Es folgte die Auflistung der „Stromerzeugungsmöglichkeiten“. Bis auf ein paar wenige Exoten wurden alle gefunden (z.B.: Piezokristall => Druck erzeugt elektrische Spannung). Verwunderung machte sich breit, als nach einem Fusionsreaktor gefragt wurde, der ihr Leben täglich maßgeblich beeinflusst. Die richtige Antwort darauf lautete Sonne.
Rasch wurden die einzelnen Räume eines Einfamilienhauses aufgezählt. Pro Raum durften die Schüler die dort vorkommenden Elektrogeräte nennen. Die Tafel füllte sich ziemlich schnell. Trotz der beiden ausklappbaren Teile wurde der Platz recht knapp. Schnell wurde den Jugendlichen klar, dass die Beleuchtung in jedem Raum vorkommt. Anschließend durften die Schüler ausgewählte Geräte als Klein-, Mittel- oder Großverbraucher einstufen. Dabei kam es zu ein paar Überraschungen. Bei der Frage: „Welcher Stromverbraucher bestimmt ständig euer Leben?“, machte sich Ratlosigkeit breit. Die richtige Antwort war: der menschliche Körper.
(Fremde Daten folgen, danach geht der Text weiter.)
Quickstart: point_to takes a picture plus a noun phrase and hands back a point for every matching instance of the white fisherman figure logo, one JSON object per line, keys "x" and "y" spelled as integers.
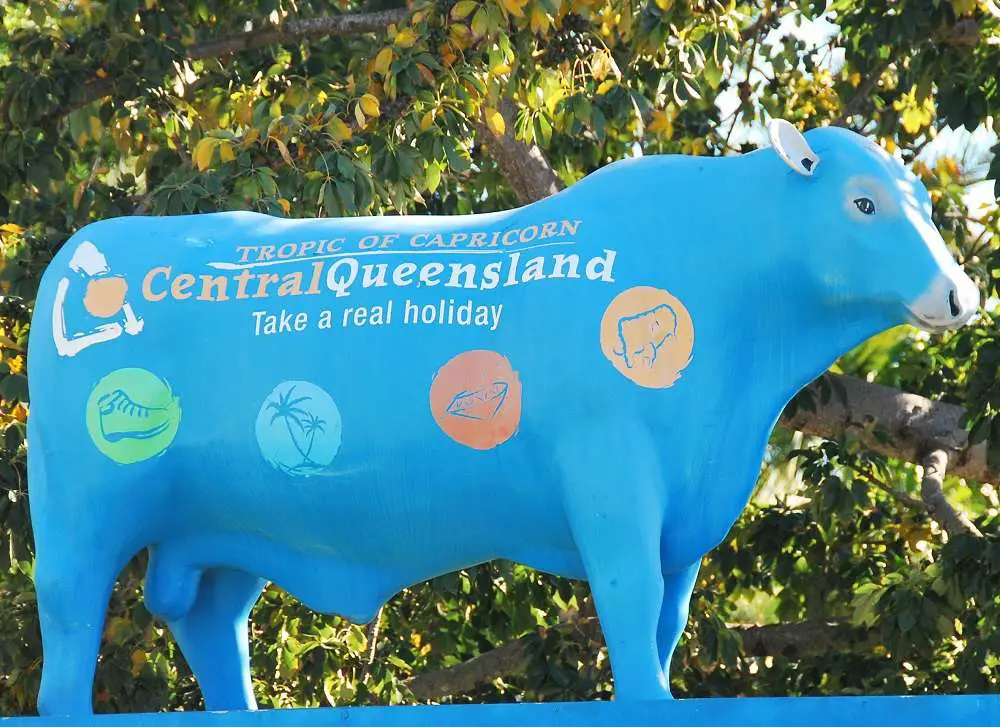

Anhand von mitgebrachten Geräten wurden die wichtigsten Angaben auf Typenschildern (für Elektrogeräte) besprochen. Es folgte eine Einführung in den Umgang mit Energiekostenmessgeräten. Wie man richtig misst, wurde ausführlich besprochen (inklusive Sonderfälle).
Im Anschluss wurde das Thema Energiebuchhaltung kurz behandelt. Es wird im weiteren Verlauf des Klimaschulenprojekts eine tragende Rolle bekommen. Effizienz und Wirtschaftlichkeit wurden mittels Rechenbeispielen näher gebracht (z.B.: Kosten für 1 Watt Stand-by pro Jahr; Fernseher (des Vortragenden): jährliche Betriebs- und Stand-by-Kosten, …).
Der Stand-by – Verbrauch aller Privathaushalte in Österreich betrug im Jahr 2013 knapp 7-mal die Jahresleistung des Kraftwerks Klaus. Alternativ müsste man knapp über 41 Prozent der Fläche Oberösterreichs mit Photovoltaik (PV) bedecken (bei 10m² pro 1kWh). Diese Werte überraschten - bei der Vorbereitung - sogar den Vortragenden.

Besonderen Dank gilt dem Direktor und den Lehrern der Hauptschule in Windischgarsten, die diese Workshops ermöglicht haben. Der Vortragende dankt den Schülern herzlich für ihre Mitarbeit.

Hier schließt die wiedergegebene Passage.